FME 2024 Jour 2 | Alix chaos Fernz… incarné

par Stephan Boissonneault

Un aspect qui fait peut-être un peu défaut à la scène musicale, c’est le chaos, le chaos pur et débridé dont les grands poètes pourraient se lamenter. Mais vendredi soir au Paramount, la ville de Rouyn-Noranda a été témoin de ce chaos sous la forme d’Alix Fernz, le jeune et dynamique post-punk qui rencontre tout ce qui est synthé et qui est sur une pente ascendante avant la sortie de son premier album, Bizou.

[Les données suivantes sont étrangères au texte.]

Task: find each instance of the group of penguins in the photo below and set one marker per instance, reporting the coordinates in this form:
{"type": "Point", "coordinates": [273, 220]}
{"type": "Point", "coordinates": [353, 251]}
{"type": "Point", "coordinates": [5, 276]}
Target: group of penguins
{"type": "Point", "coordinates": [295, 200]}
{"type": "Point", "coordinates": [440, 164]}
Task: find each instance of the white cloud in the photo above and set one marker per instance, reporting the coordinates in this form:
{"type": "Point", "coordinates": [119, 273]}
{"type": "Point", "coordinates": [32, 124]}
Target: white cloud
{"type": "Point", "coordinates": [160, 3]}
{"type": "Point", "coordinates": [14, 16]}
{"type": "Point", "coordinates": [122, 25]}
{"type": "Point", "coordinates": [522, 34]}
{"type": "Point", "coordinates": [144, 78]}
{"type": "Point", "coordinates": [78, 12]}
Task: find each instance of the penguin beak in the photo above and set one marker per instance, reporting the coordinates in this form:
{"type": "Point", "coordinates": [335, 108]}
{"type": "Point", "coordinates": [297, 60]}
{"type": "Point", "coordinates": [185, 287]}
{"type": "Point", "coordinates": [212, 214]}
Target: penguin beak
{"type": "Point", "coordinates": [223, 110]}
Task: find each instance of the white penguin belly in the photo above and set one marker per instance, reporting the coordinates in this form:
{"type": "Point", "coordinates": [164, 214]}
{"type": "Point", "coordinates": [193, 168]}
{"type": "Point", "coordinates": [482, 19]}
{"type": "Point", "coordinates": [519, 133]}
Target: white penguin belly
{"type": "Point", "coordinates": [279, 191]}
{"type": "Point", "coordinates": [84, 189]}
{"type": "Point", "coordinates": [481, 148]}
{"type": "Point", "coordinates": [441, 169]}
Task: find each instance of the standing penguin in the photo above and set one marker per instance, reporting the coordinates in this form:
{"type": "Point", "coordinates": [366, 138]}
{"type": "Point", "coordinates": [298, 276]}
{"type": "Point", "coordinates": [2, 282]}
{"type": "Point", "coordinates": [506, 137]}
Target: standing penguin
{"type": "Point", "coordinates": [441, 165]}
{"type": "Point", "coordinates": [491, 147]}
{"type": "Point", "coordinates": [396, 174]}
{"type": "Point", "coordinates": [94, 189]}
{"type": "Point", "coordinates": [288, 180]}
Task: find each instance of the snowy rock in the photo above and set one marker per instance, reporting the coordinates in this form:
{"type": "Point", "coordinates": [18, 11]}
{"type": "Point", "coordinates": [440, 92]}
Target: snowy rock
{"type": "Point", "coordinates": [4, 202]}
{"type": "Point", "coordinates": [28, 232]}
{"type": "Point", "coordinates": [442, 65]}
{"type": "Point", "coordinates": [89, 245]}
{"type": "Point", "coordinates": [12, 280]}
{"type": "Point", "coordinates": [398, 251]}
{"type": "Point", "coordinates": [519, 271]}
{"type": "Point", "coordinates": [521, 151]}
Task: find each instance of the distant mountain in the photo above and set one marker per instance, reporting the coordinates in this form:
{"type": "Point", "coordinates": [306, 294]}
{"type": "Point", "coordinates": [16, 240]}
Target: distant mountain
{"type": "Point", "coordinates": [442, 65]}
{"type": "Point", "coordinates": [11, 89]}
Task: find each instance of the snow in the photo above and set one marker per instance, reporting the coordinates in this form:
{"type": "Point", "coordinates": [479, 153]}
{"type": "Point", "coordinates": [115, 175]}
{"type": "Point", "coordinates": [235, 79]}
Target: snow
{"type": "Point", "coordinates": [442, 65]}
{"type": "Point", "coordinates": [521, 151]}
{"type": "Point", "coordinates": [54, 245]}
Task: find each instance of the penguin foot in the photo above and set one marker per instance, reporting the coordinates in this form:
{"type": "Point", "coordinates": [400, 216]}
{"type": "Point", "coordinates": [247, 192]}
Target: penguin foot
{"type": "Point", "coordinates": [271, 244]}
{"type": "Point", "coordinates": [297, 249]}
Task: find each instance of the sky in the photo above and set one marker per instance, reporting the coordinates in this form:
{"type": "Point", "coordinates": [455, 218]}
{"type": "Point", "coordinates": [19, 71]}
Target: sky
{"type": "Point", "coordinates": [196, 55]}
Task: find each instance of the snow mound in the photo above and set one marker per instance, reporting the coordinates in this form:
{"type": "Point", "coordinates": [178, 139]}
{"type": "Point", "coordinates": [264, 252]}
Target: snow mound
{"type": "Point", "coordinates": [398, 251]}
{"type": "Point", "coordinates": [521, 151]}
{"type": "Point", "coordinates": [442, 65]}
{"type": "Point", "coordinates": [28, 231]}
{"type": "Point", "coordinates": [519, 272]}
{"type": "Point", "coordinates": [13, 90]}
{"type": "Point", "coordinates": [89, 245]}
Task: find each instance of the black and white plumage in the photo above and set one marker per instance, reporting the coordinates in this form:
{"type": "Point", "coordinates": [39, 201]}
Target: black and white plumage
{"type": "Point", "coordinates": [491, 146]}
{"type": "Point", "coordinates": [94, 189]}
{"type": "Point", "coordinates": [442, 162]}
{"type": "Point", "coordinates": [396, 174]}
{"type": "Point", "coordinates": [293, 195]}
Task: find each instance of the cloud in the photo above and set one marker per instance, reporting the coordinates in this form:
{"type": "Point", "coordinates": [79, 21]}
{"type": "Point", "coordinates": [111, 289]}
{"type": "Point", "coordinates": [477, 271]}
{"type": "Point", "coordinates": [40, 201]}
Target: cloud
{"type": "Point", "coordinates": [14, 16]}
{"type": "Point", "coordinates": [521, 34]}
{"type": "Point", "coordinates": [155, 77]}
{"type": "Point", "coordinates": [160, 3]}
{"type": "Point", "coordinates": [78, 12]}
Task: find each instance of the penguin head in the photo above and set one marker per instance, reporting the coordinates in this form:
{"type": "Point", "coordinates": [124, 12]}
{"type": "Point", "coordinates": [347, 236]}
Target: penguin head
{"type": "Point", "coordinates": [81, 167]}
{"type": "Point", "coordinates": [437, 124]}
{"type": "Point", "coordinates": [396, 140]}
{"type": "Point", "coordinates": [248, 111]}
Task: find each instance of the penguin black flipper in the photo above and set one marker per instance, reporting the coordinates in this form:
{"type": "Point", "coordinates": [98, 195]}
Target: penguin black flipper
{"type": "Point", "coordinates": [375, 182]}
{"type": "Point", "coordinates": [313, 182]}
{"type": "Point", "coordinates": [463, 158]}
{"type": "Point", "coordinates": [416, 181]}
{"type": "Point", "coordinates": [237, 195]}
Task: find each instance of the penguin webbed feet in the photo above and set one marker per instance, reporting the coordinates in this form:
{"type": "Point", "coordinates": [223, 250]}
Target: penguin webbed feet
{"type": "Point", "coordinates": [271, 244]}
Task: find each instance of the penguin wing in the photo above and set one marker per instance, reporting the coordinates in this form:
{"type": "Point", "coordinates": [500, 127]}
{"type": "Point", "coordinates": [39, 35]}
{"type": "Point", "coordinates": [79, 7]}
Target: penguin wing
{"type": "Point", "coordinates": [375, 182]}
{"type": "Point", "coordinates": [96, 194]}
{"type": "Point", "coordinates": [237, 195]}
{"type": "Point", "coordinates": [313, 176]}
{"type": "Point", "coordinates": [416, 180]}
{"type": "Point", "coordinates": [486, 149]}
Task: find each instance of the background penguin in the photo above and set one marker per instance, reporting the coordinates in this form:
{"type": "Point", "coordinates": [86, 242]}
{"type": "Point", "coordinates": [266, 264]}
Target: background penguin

Vêtu d’une moitié de chemise et montrant sa canopée de tatouages, Alix s’est lancé dans le tourbillon, enfonçant son micro dans le fond de sa gorge et, à un moment donné, s’étranglant presque avec le câble. C’est un amusement dangereux et la plupart des spectateurs ont adoré. Quelques-uns n’avaient aucune idée de ce dans quoi ils venaient de mettre les pieds et se sentaient probablement dans le brouillard épais d’un trip préternaturel. Le projet d’Alix Fernz est certainement mieux servi avec un groupe complet ; une guitare solo volante bourdonnante, une section de basse prog-gasmique, une batterie lourde, et des interludes jammy qui ressemblent à Wire on speed. Nous sommes impatients de découvrir la suite de Bizou et toute sa splendeur.